Минута, когда глаза Консуэло наконец с восхищением взглянули в глаза Альберта, была для него минутой наивысшего счастья. Помолодевший, поздоровевший, он был прекрасен в своем опьянении и ощущал в себе такую могучую веру, которая могла бы сдвинуть горы, но сейчас он нес лишь груз собственного рассудка, отуманенного страстью. Словно Галатея, вылепленная скульптором — любимцем богов, Консуэло наконец-то стояла перед ним, пробуждаясь к любви, к жизни. Безмолвная, сосредоточенная, с лицом, озаренным каким-то небесным ореолом, она впервые была так удивительно, так неоспоримо прекрасна, ибо впервые жила настоящей, полнокровной жизнью. Благородное чело светилось ясностью, а большие глаза были влажны от духовного наслаждения, по сравнению с которым чувственное опьянение кажется лишь бледным его отблеском. И красота Консуэло была так совершенна именно потому, что она не сознавала ее, не думала о ней, не понимала сама, что происходит в ее сердце. Для нее существовал один Альберт, или, вернее, она существовала теперь лишь в нем одном, и он один казался ей достойным безграничного восхищения и безмерного уважения. А сам Альберт, любуясь ею, тоже преобразился и был озарен каким-то неземным сиянием. Правда, его взгляд еще таил в себе торжественное величие пережитых благородных страданий, но минувшие невзгоды не оставили на его лице ни малейшего следа физической боли. На лице его отражалось безмятежное спокойствие возрожденного к жизни мученика, который видит, как земля, обагренная его кровью, уходит у него из-под ног, а разверстое небо сулит бесконечные награды. Никогда еще, даже в дни расцвета античного или христианского искусства, ни один вдохновенный художник не создавал более благородного образа героя или мученика.

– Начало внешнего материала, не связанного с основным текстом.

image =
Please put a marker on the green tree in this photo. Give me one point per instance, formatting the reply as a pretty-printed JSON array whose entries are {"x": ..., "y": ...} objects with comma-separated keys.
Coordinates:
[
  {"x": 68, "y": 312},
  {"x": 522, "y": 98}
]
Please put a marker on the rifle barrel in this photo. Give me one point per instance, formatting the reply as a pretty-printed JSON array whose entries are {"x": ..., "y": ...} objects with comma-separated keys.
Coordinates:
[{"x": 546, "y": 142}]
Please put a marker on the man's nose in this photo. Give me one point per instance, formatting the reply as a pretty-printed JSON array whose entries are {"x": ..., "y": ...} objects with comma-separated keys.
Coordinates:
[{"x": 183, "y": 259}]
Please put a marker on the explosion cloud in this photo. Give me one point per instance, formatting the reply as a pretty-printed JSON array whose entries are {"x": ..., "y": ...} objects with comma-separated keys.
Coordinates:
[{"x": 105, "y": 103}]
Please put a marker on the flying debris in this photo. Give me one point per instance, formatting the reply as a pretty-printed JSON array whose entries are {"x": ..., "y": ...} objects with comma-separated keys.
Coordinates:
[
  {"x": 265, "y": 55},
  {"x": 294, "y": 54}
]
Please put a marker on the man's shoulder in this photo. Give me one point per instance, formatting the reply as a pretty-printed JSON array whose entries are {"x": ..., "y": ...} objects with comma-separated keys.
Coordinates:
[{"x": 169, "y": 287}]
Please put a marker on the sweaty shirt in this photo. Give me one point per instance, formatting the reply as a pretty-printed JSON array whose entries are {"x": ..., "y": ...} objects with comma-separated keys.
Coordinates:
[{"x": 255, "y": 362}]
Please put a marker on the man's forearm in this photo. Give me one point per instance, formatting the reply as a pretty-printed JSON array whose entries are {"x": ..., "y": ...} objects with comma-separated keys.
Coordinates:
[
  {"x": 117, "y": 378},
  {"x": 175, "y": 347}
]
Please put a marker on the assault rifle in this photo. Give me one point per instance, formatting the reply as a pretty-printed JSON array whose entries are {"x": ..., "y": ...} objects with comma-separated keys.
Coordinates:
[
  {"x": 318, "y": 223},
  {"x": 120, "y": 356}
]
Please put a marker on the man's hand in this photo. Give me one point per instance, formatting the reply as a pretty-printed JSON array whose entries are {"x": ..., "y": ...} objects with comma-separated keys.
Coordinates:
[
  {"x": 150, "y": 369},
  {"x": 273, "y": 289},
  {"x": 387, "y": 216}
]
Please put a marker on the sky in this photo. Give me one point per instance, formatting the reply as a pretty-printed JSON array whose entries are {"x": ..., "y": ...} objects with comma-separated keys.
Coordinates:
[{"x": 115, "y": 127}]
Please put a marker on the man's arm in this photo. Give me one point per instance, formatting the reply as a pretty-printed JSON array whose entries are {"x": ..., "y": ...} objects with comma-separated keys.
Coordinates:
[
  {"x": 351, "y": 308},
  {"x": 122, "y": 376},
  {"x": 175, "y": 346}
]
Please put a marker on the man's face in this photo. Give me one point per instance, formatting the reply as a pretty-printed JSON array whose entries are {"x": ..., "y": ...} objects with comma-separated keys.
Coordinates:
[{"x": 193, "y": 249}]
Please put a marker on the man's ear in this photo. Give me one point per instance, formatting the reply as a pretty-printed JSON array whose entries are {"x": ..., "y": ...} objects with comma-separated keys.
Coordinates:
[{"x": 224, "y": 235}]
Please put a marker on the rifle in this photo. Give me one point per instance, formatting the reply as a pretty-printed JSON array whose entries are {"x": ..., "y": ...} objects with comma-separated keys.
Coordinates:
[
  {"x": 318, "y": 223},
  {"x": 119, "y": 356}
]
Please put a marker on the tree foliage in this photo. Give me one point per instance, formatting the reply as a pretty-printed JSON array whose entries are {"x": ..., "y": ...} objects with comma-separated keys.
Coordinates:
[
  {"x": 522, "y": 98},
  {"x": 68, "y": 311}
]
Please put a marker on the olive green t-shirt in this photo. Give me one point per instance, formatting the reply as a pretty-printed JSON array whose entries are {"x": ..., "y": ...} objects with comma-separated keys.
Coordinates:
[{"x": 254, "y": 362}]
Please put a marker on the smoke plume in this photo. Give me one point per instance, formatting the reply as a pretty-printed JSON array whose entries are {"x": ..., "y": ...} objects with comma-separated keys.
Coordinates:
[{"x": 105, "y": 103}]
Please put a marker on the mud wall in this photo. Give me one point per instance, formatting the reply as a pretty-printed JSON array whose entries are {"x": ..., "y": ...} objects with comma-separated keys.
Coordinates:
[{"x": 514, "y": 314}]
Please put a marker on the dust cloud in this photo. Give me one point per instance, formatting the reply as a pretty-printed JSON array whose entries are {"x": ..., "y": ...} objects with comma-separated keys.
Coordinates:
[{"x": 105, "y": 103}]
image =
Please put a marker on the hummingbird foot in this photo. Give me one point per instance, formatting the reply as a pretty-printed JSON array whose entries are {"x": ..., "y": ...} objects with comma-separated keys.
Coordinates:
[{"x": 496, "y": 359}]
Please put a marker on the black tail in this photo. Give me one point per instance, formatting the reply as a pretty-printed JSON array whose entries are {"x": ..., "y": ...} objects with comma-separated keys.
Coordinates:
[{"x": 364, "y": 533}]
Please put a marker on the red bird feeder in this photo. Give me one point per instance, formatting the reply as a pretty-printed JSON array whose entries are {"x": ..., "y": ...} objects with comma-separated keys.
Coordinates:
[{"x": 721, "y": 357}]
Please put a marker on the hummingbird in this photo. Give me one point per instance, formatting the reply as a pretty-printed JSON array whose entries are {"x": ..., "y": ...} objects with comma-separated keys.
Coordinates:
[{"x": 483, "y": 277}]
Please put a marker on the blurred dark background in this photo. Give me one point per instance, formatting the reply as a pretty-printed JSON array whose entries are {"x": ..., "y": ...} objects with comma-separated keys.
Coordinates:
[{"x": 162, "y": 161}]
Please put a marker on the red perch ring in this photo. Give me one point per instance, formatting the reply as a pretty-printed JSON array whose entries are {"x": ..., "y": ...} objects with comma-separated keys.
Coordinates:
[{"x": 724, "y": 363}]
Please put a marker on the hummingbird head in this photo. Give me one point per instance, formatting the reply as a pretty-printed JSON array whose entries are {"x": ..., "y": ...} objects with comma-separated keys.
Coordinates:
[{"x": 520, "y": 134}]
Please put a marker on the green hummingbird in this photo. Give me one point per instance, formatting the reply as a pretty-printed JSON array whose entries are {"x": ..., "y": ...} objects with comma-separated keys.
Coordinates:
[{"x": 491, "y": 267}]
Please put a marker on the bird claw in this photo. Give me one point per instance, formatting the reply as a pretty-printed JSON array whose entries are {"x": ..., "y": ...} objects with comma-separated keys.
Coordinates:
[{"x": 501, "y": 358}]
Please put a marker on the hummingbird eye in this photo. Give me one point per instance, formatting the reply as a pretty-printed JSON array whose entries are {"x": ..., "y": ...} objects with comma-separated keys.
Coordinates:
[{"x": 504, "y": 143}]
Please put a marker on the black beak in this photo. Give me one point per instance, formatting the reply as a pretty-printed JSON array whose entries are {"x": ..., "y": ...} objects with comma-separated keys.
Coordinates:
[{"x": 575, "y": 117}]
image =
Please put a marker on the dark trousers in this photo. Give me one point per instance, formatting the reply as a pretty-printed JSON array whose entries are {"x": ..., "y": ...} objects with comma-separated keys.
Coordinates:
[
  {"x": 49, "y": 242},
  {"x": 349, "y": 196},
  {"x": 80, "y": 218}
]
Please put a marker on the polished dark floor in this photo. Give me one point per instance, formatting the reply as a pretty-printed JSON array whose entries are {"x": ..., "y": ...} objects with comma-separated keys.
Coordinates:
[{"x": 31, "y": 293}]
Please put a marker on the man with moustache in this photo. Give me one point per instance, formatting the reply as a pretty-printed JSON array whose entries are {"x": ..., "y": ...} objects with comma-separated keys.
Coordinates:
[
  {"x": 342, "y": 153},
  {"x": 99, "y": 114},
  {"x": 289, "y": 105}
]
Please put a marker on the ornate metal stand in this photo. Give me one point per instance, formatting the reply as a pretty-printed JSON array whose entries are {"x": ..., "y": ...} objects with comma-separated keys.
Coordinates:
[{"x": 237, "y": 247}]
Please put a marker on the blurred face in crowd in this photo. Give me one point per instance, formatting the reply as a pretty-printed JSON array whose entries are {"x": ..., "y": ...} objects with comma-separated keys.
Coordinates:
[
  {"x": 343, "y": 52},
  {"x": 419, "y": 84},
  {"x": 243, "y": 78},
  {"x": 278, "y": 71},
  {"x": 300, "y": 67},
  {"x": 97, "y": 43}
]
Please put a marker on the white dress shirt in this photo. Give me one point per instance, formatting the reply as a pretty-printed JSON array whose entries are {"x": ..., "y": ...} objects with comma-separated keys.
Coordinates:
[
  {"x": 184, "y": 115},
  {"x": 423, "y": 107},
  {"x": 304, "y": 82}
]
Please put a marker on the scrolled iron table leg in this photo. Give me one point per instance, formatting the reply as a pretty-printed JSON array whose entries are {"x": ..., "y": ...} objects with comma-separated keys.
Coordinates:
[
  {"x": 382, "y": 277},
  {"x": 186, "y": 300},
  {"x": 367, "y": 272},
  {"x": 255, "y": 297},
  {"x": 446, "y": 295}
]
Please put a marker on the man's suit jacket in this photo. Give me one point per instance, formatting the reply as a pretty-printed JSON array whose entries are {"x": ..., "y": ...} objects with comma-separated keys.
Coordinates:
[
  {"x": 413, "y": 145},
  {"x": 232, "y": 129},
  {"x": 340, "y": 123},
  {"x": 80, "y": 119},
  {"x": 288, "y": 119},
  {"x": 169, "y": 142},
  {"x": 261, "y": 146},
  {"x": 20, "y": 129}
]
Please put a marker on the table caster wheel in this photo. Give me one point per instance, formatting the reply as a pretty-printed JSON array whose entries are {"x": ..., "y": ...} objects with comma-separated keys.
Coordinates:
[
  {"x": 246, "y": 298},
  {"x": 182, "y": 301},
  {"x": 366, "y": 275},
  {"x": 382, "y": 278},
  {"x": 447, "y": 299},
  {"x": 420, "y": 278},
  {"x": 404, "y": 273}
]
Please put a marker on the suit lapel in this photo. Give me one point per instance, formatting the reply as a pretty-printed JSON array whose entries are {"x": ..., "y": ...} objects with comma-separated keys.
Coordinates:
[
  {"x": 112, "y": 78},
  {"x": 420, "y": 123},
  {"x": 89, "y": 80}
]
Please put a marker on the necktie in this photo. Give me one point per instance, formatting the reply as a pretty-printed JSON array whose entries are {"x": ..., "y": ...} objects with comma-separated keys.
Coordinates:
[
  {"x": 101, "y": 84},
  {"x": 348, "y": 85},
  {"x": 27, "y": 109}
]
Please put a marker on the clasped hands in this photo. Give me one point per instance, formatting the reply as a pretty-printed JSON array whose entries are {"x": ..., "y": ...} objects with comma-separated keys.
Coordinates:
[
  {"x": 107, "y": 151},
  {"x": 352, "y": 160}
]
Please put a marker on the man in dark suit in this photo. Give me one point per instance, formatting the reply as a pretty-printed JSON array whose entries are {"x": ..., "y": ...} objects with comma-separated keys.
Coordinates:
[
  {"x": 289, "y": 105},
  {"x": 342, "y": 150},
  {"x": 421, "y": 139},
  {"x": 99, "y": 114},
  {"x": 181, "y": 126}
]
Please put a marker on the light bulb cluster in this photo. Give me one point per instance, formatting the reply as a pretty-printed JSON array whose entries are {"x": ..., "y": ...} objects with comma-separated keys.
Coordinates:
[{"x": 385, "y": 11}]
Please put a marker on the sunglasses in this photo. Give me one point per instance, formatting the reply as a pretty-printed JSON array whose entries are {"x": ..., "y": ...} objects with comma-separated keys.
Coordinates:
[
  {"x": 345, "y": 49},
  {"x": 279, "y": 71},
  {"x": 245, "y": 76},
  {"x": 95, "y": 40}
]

Все Невидимые также замерли от восхищения и, образовав круг, преисполненные великодушной радости, молча созерцали прекрасную чету, столь чистую перед лицом бога и столь целомудренно счастливую среди людей. Затем двадцать сильных мужских голосов запели хором могучий и безыскусственный гимн, напоминавший античный: «О Гименей! О Гименей!» Музыка принадлежала Порпоре, которому послали слова и поручили сочинить эпиталаму для некоего славного союза, причем щедро вознаградили, не указав, от кого исходит этот дар. Подобно Моцарту, написавшему накануне смерти самое вдохновенное свое произведение, «Реквием», заказанный ему таинственным незнакомцем, старый Порпора обрел весь гений молодости, когда сочинял свадебный гимн, поэтическая загадка которого возбудила его воображение. Консуэло с первых же тактов узнала манеру своего дорогого учителя и, с трудом оторвав взгляд от любимого, повернулась к певцам, ища приемного отца, но здесь присутствовала только его душа. Среди достойных исполнителей его музыки Консуэло узнала многих друзей. Здесь были: Фридрих Тренк, Порпорино, молодой Бенда, граф Головкин, Шубарт, шевалье д'Эон — она познакомилась с ним еще в Берлине и, так же как вся Европа, никак не могла понять, к какому он принадлежал полу, — граф де Сен-Жермен, муж певицы Барберини канцлер Коччеи, содержатель кабинета для чтения Николаи, Готлиб, чей красивый голос выделялся среди всех остальных, и, наконец, Маркус, которого она узнала по выразительному знаку Ванды и еще ранее — благодаря инстинктивной симпатии, какую вызывал в ней ее покровитель и названый отец. Все Невидимые сняли и перекинули через плечо свои зловещие черные плащи, и теперь их ярко-красные с белым наряды, изящные и простые, украшенные золотой цепью с отличительными знаками ордена, придавали группе праздничный вид. Маски висели у каждого на запястье, готовые тут же закрыть лицо хозяина по малейшему сигналу караульного, стоявшего в дозоре на крыше здания.
Оратор — тот, кто служил посредником между наставниками Невидимых и адептами, также снял маску и подошел поздравить счастливых супругов. Это был герцог ХХХ, тот самый богатый вельможа, который отдал свое состояние, ум и пылкое рвение делу Невидимых. Он являлся председателем сегодняшнего сборища, и это в его замке давно уже нашли пристанище Ванда и Альберт, спрятанные, разумеется, от глаз всех непосвященных. Его замок являлся также главным центром всей работы судилища ордена, хотя существовали и другие резиденции. Правда, многочисленные сборища происходили здесь за редкими исключениями лишь один раз в год, в течение нескольких летних дней. Посвященный во все тайны наставников, герцог защищал их интересы и действовал вместе с ними. Никогда не выдавая их инкогнито и принимая на себя одного весь связанный с этим риск, он был их посредником в сношениях с другими членами общества.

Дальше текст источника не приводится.